When I do talk about work, though, usually it's along the following lines:
- I meet a guy in a bar. I tell the guy what I do. He asks what I work on. I tell him that I work on literary porn (not exactly true, but a racy version of what I really do work on). Basically, I use my work as a pick-up line.
- I talk around my work in conference situations when the situation demands it. Sometimes - if I think the person is really interested - I reveal more; most of the time I'm fairly superficial in the way that I talk about it.
- I talk about my work in formal settings like the one today with colleagues.
- I talk about my work with my closest friends from graduate school, though not often about the research side of it - more often about teaching and service.

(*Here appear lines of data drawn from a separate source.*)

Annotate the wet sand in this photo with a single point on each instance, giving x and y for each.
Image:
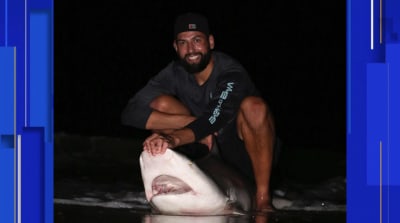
(97, 179)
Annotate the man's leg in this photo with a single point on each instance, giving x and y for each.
(256, 128)
(170, 105)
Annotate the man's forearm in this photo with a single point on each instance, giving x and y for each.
(163, 121)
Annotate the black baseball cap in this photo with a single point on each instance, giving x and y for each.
(191, 22)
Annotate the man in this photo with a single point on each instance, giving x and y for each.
(207, 97)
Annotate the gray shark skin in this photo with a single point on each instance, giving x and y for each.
(176, 185)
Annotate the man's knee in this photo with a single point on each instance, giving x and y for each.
(254, 107)
(169, 104)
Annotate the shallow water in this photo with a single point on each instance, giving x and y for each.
(87, 214)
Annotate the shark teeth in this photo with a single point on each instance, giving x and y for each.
(165, 184)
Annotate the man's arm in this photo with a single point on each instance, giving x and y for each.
(159, 121)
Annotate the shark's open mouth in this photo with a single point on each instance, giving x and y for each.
(165, 184)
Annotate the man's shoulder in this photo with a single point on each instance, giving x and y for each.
(226, 61)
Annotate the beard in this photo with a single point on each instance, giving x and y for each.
(196, 67)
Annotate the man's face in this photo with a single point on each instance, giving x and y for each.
(194, 50)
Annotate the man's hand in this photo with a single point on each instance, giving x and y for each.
(158, 143)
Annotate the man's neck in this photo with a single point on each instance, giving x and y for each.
(203, 76)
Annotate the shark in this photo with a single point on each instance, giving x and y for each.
(177, 185)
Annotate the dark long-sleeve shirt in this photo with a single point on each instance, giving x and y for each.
(214, 103)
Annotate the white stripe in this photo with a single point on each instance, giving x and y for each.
(372, 24)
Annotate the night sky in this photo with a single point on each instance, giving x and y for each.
(295, 52)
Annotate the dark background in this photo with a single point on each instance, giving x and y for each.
(295, 52)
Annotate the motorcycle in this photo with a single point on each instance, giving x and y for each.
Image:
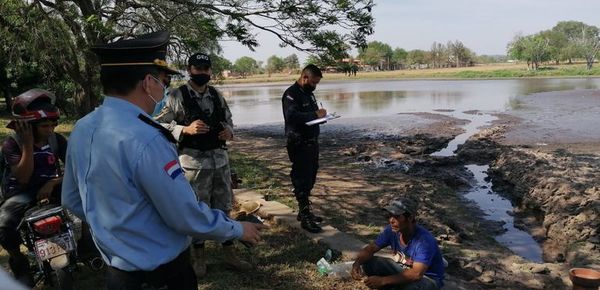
(50, 233)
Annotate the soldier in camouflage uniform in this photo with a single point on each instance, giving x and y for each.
(199, 118)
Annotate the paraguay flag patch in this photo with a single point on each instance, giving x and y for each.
(173, 169)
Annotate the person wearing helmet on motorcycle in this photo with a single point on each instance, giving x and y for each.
(32, 169)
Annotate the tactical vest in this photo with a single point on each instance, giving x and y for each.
(193, 112)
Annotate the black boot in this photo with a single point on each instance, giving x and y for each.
(306, 222)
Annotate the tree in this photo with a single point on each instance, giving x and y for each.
(532, 48)
(246, 65)
(438, 54)
(458, 53)
(416, 57)
(275, 64)
(377, 54)
(399, 58)
(588, 41)
(324, 27)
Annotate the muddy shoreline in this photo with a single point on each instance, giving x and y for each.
(552, 183)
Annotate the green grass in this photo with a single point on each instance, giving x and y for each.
(256, 175)
(286, 259)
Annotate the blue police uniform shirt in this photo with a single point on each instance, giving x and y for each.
(123, 177)
(421, 248)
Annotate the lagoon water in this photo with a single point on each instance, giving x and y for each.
(261, 103)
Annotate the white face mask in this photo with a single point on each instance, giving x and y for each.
(163, 94)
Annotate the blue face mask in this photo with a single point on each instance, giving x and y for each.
(160, 104)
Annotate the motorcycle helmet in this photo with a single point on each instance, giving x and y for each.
(33, 106)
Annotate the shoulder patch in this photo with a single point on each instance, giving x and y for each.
(173, 169)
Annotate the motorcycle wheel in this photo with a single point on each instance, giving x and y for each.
(64, 279)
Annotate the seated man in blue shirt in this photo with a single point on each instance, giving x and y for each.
(417, 262)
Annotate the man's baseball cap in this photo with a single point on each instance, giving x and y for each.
(199, 60)
(401, 206)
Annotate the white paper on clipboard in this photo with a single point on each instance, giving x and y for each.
(323, 120)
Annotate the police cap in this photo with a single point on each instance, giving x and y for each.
(144, 50)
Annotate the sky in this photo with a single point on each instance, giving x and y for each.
(484, 26)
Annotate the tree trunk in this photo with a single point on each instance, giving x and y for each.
(8, 99)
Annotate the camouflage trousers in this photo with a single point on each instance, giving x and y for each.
(210, 177)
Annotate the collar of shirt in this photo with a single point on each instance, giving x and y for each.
(196, 94)
(123, 105)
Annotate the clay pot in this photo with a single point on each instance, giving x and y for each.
(584, 279)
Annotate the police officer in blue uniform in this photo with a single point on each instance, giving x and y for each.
(123, 176)
(299, 107)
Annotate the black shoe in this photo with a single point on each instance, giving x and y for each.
(19, 265)
(309, 225)
(314, 218)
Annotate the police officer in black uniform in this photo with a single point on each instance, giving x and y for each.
(299, 107)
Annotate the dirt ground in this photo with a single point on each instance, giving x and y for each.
(554, 187)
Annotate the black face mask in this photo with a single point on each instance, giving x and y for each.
(200, 79)
(308, 88)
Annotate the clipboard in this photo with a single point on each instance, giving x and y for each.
(323, 120)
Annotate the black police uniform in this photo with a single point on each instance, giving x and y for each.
(299, 107)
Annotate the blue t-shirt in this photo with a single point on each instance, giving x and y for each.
(421, 248)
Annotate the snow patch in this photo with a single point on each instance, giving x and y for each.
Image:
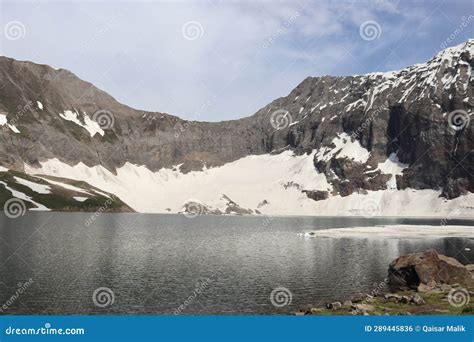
(22, 196)
(4, 121)
(392, 166)
(91, 126)
(345, 147)
(80, 199)
(247, 181)
(395, 232)
(39, 188)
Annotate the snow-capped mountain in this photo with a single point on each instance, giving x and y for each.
(395, 143)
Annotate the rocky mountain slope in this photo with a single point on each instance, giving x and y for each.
(330, 143)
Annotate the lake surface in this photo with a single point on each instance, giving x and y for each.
(207, 265)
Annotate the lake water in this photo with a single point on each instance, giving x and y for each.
(207, 265)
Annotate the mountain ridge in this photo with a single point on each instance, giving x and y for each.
(355, 125)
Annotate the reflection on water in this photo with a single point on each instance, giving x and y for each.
(155, 263)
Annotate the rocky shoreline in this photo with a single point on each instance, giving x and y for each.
(424, 283)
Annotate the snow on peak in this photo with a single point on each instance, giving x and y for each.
(90, 125)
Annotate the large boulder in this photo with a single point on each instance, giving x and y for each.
(426, 269)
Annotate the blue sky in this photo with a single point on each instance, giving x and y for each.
(215, 60)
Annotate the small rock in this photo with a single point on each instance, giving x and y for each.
(424, 288)
(417, 299)
(444, 287)
(334, 306)
(315, 311)
(470, 267)
(405, 299)
(357, 299)
(347, 303)
(363, 307)
(393, 297)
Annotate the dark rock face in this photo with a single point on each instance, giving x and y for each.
(427, 268)
(420, 113)
(316, 194)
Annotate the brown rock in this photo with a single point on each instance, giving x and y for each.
(427, 268)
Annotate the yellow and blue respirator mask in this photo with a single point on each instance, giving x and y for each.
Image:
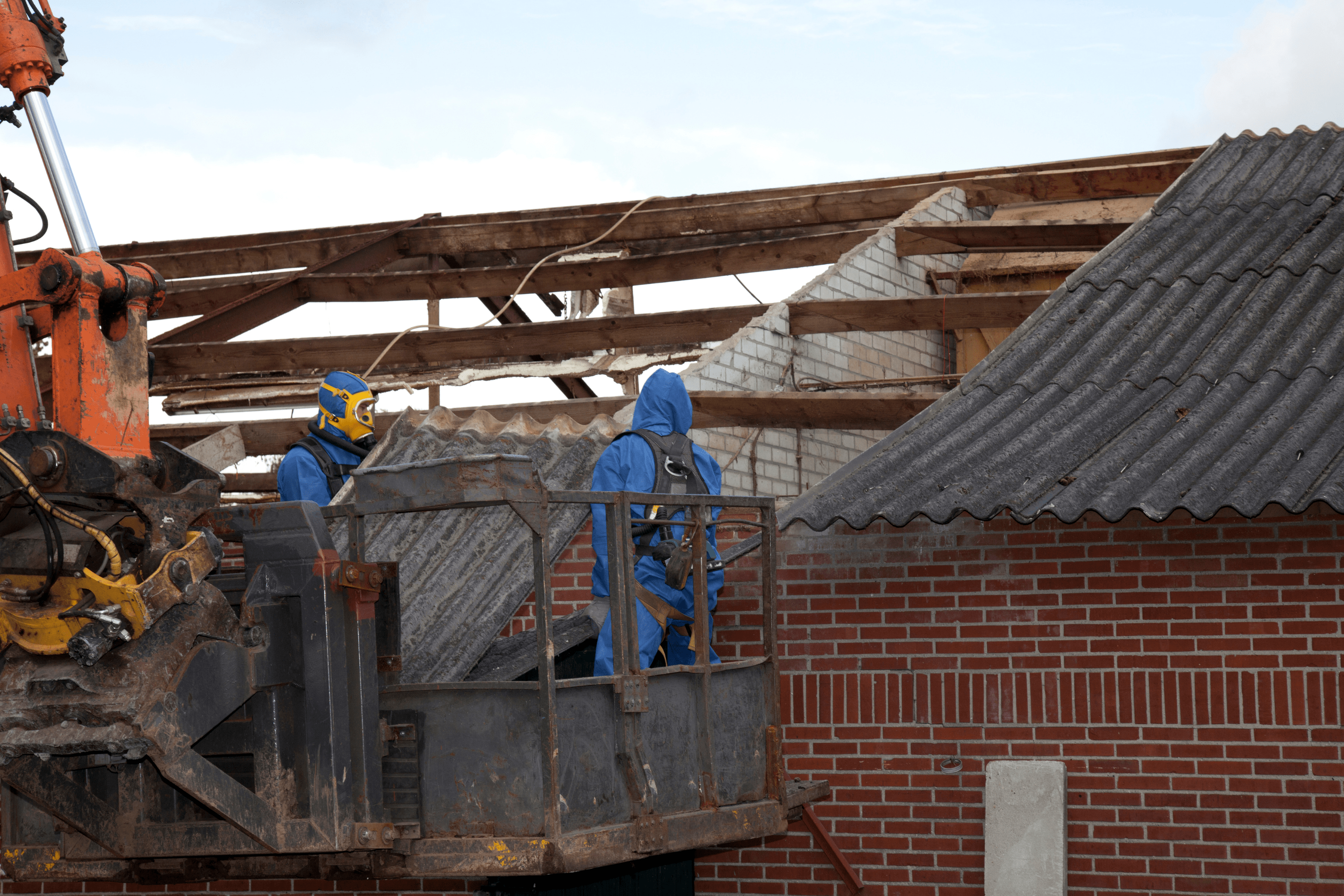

- I talk about my work when I'm teaching, even though I fear I come off like a pompous ass. It's just I do think that students get a lot out of knowing that I face the same challenges with research/reading that they do, and I think they should know that I'm not just a teacher.
- I talk about my work with my suitors. Sometimes this goes really well (like last night with Freud. He was totally interested. Unbelievable, as I still am not entirely certain what he does) and others it does not (and generally those times it's because the boy acts like I'm the smartest girl in the world and like he can't understand me or like I'm being condescending or like I'm on some kind of Braniac Pedestal that he could never even approach and thus I am not a real person).
So yeah. And it's crazy that I talked at length about my research to Freud last night because I've never done that in the months that we've known each other. And it's crazy that I liked it and it caused a strange kind of intimacy between us which I'm sure affected the events that transpired following my confessions about my work. So these are my preliminary thoughts about these things - although they are scattered and really make no point. Must think further and perhaps post more when I'm more clear-headed and I'm not avoiding a mountain of work which I now only have one hour to complete. Dammit.